Supervisors: Dr. Wilfried Steiner (wilfried.steiner@tttech.com) Prof. Dipl.-Ing. Dr. Gerhard Fohler

Deterministic Virtualization for Mixed Criticality Industrial Applications

In Fog Computing, virtualization and time sensitive networking (TSN) are commonly accepted and presumed to act as key enabler of IIoT. TSN provides deterministic networking, whereas virtualization provides scalability, availability, reliability, and security. Network function virtualization (NFV) is a popular example of how virtualization can facilitate novel technologies. In case of NFV, a hypervisor today already enables the consolidation of multiple virtual network functions (VNF) on a commercial off-the-shelf multicore processor, effectively reducing operating expenses (OPEX), capital expenses (CAPEX), and time-to-value (TTV) for telecommunication service providers.

Virtualization could help manufacturing and producing industry to reduce their OPEX, CAPEX, and TTV as well, since hypervisors running on COTS MCPs enable novel use cases, such as control as a service (CaaS), dynamic configuration of production sites, and online optimization of production processes.
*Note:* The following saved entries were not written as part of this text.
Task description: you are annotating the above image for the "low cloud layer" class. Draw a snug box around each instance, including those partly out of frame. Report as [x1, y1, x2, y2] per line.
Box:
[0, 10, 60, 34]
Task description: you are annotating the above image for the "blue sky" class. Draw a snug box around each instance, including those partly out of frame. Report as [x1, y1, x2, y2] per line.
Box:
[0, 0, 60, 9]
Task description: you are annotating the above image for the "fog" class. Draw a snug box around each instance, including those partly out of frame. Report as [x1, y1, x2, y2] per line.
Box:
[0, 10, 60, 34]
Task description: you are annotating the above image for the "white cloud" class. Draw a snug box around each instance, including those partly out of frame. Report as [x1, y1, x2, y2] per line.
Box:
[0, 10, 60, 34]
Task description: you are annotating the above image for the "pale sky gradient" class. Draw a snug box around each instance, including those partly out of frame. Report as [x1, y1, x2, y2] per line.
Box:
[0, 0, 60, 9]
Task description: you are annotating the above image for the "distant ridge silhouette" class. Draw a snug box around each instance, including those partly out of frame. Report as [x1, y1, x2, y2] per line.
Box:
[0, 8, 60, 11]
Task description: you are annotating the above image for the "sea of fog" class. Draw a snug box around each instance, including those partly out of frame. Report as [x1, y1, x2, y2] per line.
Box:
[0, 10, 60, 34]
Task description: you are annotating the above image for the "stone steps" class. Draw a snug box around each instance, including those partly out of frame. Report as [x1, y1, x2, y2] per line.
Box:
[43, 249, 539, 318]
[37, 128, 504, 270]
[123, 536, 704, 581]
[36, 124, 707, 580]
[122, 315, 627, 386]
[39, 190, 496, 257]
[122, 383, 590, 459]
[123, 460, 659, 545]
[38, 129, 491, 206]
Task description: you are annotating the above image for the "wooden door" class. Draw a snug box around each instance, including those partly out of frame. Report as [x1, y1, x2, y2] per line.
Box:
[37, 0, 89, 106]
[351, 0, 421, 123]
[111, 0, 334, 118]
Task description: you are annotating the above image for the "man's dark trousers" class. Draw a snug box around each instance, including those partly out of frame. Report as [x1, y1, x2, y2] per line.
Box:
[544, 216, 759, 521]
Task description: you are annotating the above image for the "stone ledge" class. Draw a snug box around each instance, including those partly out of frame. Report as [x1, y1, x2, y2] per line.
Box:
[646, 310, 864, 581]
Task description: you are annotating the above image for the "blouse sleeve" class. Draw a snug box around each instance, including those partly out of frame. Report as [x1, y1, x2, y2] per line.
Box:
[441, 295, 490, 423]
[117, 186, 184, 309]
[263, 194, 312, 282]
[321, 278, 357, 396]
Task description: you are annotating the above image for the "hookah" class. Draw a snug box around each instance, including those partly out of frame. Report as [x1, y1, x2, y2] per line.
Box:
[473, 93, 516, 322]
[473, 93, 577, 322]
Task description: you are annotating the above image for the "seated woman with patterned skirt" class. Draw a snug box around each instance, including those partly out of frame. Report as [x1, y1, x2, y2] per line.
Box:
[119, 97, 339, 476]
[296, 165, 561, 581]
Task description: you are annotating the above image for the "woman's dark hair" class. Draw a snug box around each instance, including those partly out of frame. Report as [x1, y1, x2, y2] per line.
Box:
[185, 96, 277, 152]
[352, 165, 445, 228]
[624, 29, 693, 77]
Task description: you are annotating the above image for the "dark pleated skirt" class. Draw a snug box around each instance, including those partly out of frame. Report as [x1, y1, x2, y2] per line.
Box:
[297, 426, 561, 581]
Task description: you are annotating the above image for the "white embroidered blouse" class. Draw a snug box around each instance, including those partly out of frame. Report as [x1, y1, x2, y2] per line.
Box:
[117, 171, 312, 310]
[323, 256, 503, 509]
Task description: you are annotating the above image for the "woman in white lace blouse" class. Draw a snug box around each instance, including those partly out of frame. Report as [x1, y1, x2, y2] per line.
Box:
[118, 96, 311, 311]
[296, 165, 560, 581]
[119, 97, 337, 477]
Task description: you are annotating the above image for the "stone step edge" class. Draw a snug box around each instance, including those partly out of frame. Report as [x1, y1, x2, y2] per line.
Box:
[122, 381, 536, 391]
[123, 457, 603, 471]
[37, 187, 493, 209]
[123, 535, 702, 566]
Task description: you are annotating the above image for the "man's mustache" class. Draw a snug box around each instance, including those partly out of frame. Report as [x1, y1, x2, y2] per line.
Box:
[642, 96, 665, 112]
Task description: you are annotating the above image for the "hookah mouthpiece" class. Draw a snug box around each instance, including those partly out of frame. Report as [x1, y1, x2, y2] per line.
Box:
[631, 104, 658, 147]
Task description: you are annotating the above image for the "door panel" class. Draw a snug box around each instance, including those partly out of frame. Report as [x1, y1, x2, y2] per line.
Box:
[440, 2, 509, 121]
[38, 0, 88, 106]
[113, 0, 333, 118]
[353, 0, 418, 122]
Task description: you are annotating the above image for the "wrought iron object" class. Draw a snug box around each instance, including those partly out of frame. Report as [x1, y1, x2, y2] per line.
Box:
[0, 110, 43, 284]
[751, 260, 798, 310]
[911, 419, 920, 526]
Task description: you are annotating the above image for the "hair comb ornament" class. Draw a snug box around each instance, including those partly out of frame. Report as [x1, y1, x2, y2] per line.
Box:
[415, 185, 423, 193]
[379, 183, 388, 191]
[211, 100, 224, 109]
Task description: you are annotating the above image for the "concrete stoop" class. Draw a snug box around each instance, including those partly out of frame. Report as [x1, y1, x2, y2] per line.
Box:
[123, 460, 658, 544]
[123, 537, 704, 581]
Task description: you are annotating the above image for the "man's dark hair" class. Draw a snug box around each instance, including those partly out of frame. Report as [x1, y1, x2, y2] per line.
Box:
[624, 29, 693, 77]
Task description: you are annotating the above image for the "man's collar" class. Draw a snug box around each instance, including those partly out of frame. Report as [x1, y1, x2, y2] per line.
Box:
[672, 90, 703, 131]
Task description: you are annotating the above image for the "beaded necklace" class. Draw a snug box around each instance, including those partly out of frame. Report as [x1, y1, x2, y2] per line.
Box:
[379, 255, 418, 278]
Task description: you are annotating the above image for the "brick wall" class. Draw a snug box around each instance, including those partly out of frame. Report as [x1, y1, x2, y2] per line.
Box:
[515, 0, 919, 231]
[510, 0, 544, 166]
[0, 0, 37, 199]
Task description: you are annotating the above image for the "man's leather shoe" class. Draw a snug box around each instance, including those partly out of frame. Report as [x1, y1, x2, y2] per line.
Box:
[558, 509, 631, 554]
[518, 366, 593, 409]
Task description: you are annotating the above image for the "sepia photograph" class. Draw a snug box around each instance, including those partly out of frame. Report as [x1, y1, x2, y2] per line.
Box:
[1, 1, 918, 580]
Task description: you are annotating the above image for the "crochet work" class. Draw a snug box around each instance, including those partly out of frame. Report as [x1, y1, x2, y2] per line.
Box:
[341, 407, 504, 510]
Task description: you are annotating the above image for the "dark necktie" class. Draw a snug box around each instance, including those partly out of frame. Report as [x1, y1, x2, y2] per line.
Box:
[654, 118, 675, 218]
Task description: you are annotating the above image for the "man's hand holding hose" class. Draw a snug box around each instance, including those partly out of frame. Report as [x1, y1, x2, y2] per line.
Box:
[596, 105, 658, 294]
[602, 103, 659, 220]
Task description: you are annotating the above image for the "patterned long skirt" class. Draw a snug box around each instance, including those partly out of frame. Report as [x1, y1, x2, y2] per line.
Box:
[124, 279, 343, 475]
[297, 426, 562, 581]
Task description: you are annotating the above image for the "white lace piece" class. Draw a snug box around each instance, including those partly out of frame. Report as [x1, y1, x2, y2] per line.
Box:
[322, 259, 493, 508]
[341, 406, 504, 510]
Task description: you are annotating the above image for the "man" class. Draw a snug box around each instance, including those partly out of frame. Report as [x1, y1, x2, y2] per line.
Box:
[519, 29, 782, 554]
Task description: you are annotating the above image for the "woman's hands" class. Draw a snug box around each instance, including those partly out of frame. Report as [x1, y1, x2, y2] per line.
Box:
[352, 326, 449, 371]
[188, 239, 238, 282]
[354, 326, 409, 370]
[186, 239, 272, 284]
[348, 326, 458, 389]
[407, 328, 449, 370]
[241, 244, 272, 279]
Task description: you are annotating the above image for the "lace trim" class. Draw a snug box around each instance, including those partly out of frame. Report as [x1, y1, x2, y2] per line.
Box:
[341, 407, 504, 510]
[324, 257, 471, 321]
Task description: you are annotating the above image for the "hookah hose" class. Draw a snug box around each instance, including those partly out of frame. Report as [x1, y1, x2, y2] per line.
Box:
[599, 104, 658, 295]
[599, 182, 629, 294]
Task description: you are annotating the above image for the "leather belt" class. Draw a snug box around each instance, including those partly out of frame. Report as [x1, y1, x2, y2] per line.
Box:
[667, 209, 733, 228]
However, for many use cases virtualization must meet additional, demanding non-functional requirements.

Objectives & Expected Results:

  • Time-triggered hypervisor prototype: Development of a hypervisor prototype that allows for the execution of time-triggered hard real-time applications inside VMs while allowing dynamic management of best-effort VMs.
    • This includes clock synchronization of the hypervisor and its VMs to enable dispatching of virtual CPUs according to a global computation and communication schedule
    • Minimizing interference between co-located virtual CPUs by means of memory bandwidth servers and cache partitioning
  • Provision of formal methods:
    • Provide a bound on the achievable clock synchronization precision since the clock synchronization precision is an important parameters in schedule generation
    • Provide formal methods to show the timeliness of the time-triggered hypervisor’s execution of a schedule given a worst-case response time analysis.